He puts down his cane, removes his greasy fedora, and begins to untangle the mess.
His neighbors line up behind him wondering what's going on.
A middle-aged woman carrying a loaf of fresh bread asks him to step aside so she can enter, ascend the two steep flights to her apartment, and begin the daily task of preparing lunch for her Monsieur.
Vallejo pretends he hears nothing or perhaps he truly hears nothing so absorbed is he in this odd task consuming his late morning.
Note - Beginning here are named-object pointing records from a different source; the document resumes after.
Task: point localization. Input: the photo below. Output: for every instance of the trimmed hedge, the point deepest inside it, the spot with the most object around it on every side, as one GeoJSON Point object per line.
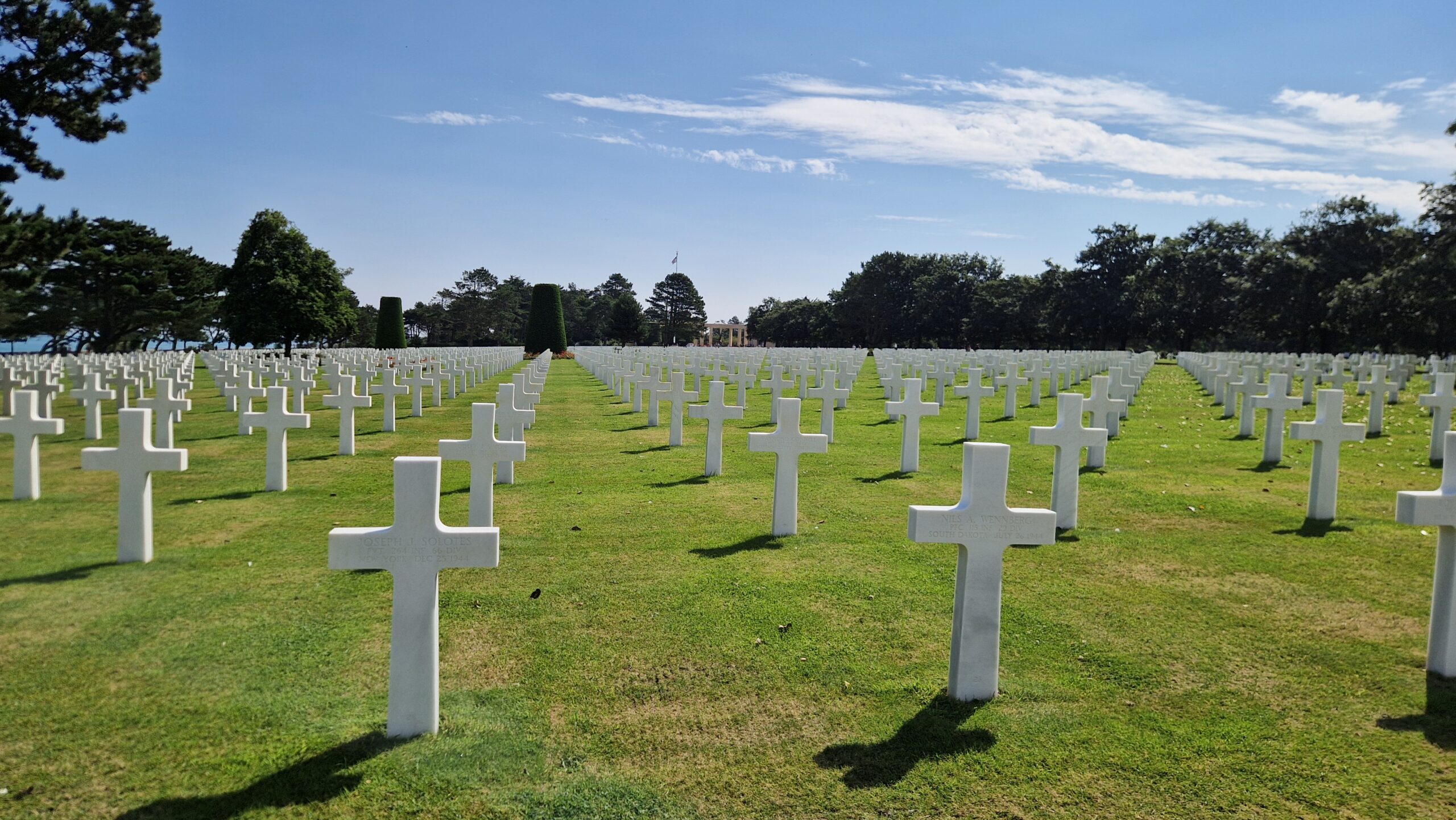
{"type": "Point", "coordinates": [389, 334]}
{"type": "Point", "coordinates": [547, 328]}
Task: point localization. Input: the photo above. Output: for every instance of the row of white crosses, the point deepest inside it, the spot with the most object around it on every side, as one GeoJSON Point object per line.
{"type": "Point", "coordinates": [417, 547]}
{"type": "Point", "coordinates": [1329, 430]}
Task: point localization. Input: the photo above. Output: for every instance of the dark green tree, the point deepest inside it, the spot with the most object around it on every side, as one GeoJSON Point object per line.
{"type": "Point", "coordinates": [677, 309]}
{"type": "Point", "coordinates": [625, 324]}
{"type": "Point", "coordinates": [63, 63]}
{"type": "Point", "coordinates": [389, 331]}
{"type": "Point", "coordinates": [118, 287]}
{"type": "Point", "coordinates": [283, 290]}
{"type": "Point", "coordinates": [547, 328]}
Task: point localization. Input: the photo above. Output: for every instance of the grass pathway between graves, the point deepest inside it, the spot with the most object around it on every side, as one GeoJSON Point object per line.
{"type": "Point", "coordinates": [1190, 652]}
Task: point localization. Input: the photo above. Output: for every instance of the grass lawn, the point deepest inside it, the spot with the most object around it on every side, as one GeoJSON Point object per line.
{"type": "Point", "coordinates": [1190, 652]}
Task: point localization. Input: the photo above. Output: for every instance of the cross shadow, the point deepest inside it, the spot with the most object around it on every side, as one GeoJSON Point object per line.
{"type": "Point", "coordinates": [315, 780]}
{"type": "Point", "coordinates": [235, 496]}
{"type": "Point", "coordinates": [659, 449]}
{"type": "Point", "coordinates": [1438, 723]}
{"type": "Point", "coordinates": [892, 475]}
{"type": "Point", "coordinates": [71, 574]}
{"type": "Point", "coordinates": [1265, 468]}
{"type": "Point", "coordinates": [934, 732]}
{"type": "Point", "coordinates": [746, 545]}
{"type": "Point", "coordinates": [682, 481]}
{"type": "Point", "coordinates": [1314, 529]}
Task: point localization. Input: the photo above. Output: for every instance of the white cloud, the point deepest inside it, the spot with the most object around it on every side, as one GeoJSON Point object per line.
{"type": "Point", "coordinates": [1020, 124]}
{"type": "Point", "coordinates": [819, 86]}
{"type": "Point", "coordinates": [1404, 85]}
{"type": "Point", "coordinates": [452, 118]}
{"type": "Point", "coordinates": [1340, 110]}
{"type": "Point", "coordinates": [1443, 98]}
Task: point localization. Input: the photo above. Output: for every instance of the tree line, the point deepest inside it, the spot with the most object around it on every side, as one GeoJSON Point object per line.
{"type": "Point", "coordinates": [1346, 277]}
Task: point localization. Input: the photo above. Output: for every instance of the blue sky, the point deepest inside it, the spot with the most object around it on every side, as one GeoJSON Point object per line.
{"type": "Point", "coordinates": [772, 146]}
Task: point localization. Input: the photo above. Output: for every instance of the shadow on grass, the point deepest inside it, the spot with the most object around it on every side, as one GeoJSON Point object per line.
{"type": "Point", "coordinates": [313, 780]}
{"type": "Point", "coordinates": [934, 732]}
{"type": "Point", "coordinates": [1314, 529]}
{"type": "Point", "coordinates": [682, 481]}
{"type": "Point", "coordinates": [659, 449]}
{"type": "Point", "coordinates": [892, 475]}
{"type": "Point", "coordinates": [72, 574]}
{"type": "Point", "coordinates": [235, 496]}
{"type": "Point", "coordinates": [1265, 468]}
{"type": "Point", "coordinates": [1438, 723]}
{"type": "Point", "coordinates": [746, 545]}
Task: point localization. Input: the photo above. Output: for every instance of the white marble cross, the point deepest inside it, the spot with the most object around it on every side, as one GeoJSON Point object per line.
{"type": "Point", "coordinates": [134, 459]}
{"type": "Point", "coordinates": [513, 423]}
{"type": "Point", "coordinates": [165, 404]}
{"type": "Point", "coordinates": [1378, 386]}
{"type": "Point", "coordinates": [788, 444]}
{"type": "Point", "coordinates": [91, 397]}
{"type": "Point", "coordinates": [417, 381]}
{"type": "Point", "coordinates": [277, 421]}
{"type": "Point", "coordinates": [27, 426]}
{"type": "Point", "coordinates": [389, 386]}
{"type": "Point", "coordinates": [776, 385]}
{"type": "Point", "coordinates": [973, 392]}
{"type": "Point", "coordinates": [245, 391]}
{"type": "Point", "coordinates": [347, 401]}
{"type": "Point", "coordinates": [1441, 402]}
{"type": "Point", "coordinates": [1107, 413]}
{"type": "Point", "coordinates": [1010, 379]}
{"type": "Point", "coordinates": [1327, 431]}
{"type": "Point", "coordinates": [829, 395]}
{"type": "Point", "coordinates": [715, 411]}
{"type": "Point", "coordinates": [482, 452]}
{"type": "Point", "coordinates": [743, 379]}
{"type": "Point", "coordinates": [677, 398]}
{"type": "Point", "coordinates": [911, 410]}
{"type": "Point", "coordinates": [300, 384]}
{"type": "Point", "coordinates": [983, 526]}
{"type": "Point", "coordinates": [1068, 438]}
{"type": "Point", "coordinates": [1248, 389]}
{"type": "Point", "coordinates": [1276, 402]}
{"type": "Point", "coordinates": [414, 550]}
{"type": "Point", "coordinates": [1438, 509]}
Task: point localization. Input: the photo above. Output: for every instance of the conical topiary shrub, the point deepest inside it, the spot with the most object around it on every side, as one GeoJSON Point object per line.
{"type": "Point", "coordinates": [389, 334]}
{"type": "Point", "coordinates": [547, 327]}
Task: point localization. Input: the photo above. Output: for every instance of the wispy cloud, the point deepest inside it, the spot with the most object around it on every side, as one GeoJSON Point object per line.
{"type": "Point", "coordinates": [1404, 85]}
{"type": "Point", "coordinates": [1030, 129]}
{"type": "Point", "coordinates": [740, 159]}
{"type": "Point", "coordinates": [1342, 110]}
{"type": "Point", "coordinates": [452, 118]}
{"type": "Point", "coordinates": [819, 86]}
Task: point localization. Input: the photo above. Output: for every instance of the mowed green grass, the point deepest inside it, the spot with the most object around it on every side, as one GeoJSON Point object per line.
{"type": "Point", "coordinates": [1192, 650]}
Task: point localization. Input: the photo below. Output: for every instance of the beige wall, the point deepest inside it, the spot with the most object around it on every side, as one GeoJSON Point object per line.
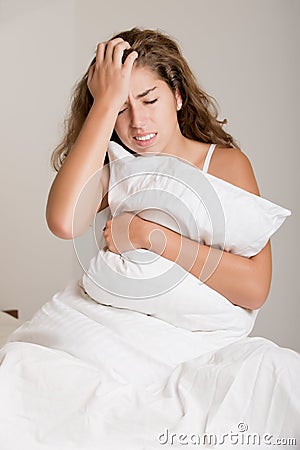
{"type": "Point", "coordinates": [245, 53]}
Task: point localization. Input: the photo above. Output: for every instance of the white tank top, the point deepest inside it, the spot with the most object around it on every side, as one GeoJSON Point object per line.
{"type": "Point", "coordinates": [208, 157]}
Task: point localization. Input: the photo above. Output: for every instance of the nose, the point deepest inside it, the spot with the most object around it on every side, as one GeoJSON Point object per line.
{"type": "Point", "coordinates": [138, 117]}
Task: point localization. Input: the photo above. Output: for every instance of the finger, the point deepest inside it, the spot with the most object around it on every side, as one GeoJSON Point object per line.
{"type": "Point", "coordinates": [100, 53]}
{"type": "Point", "coordinates": [109, 50]}
{"type": "Point", "coordinates": [90, 74]}
{"type": "Point", "coordinates": [119, 52]}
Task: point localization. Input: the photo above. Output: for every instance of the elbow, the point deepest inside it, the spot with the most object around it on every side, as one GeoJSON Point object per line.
{"type": "Point", "coordinates": [65, 227]}
{"type": "Point", "coordinates": [259, 296]}
{"type": "Point", "coordinates": [59, 230]}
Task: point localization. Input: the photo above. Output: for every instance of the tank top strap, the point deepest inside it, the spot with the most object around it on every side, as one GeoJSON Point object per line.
{"type": "Point", "coordinates": [208, 157]}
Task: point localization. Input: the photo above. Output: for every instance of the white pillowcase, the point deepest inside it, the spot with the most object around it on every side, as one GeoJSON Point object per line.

Did I forget to mention that no one else can see the black ribbon or understand why his fingers seem so intent on unraveling what is not there? Remember when you were only six and on especially hot days you would descend the shaky steps to the cellar hoping at first that someone, perhaps your mother, would gradually become aware of your absence and feel a sudden seizure of anxiety or terror.
Of course no one noticed.
Mother sat for hours beside the phone waiting, and now and then gazed at summer sunlight blazing through the parlor curtains while below, cool and alone, seated on the damp concrete you watched the same sunlight filter through the rising dust from the two high windows.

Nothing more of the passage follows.